Elephants migrate long distances along ‘corridors’ that are usually marked by similar vegetation. Reports on Odisha by the conservation organisation Wildlife Trust of India record that once-contiguous elephant habitats across Kuldiha and Hadgarh Wildlife Sanctuaries, and Simlipal National Park, are now fragmented by mines, rail lines and human settlements. Bamra forest division, from where these four elephants were coming, is particularly affected by mining.

Nobody’s animals
After Monday’s accident, Jharsuguda Division forest officials have sought details of rail employees on board the Howrah-Mumbai Mail. Railway officials, however, say they cannot be held liable because no specific advisory was issued by the Forest Department apart from a generic cautionary note in November. The Railway Ministry told Parliament last year that steps had been taken to ensure safe passage for elephants across rail lines, including a speed limit of 30 km/hour, signages announcing corridors, sensitisation drives for drivers, underpasses and ramps for elephants, and fencing at particularly vulnerable locations.

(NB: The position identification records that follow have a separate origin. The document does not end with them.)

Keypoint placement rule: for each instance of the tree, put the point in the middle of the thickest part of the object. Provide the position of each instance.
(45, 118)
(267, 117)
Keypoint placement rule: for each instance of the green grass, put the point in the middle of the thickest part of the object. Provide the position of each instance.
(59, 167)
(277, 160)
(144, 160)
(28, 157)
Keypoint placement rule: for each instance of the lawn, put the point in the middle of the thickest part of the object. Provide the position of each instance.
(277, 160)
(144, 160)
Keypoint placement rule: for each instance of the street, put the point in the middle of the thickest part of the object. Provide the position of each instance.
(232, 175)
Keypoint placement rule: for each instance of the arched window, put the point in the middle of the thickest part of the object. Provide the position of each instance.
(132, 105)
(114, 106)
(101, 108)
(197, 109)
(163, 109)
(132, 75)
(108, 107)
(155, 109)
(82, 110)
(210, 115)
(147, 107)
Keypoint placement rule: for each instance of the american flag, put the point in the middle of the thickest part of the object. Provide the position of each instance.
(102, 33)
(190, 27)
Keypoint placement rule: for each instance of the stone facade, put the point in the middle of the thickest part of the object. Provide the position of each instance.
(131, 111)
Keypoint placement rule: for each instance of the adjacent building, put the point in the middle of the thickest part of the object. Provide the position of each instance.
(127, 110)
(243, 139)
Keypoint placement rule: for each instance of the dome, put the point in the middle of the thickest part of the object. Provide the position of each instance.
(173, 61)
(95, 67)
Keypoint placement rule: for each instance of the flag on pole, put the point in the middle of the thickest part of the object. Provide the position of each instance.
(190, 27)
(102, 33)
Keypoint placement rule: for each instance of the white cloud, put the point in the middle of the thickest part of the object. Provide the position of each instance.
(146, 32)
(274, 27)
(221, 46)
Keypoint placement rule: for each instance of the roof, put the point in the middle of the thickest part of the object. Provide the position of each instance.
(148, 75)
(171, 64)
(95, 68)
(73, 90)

SER officials, however, point out that elephants do not stick to paths or schedules. They blame forest officials for failing to relay real-time threats, and say slowing down trains for hours at a stretch would disrupt rail traffic over a large part of the network.

Uttarakhand example

No elephants died on the tracks in Uttarakhand between 2002 and 2012, said elephant conservationist Rupa Gandhi Chaudhary. Local people were involved to guard vulnerable tracks. “Elephants mostly travel for water. Periodic de-siltation of their watering holes will keep them in their areas. We also sensitised pantry workers in trains not to throw food waste on the tracks,” Chaudhary said. WTI is testing an automated solar-powered device, EleTrack, that can detect large animals near the tracks and issues a loud, flashing warning for train drivers.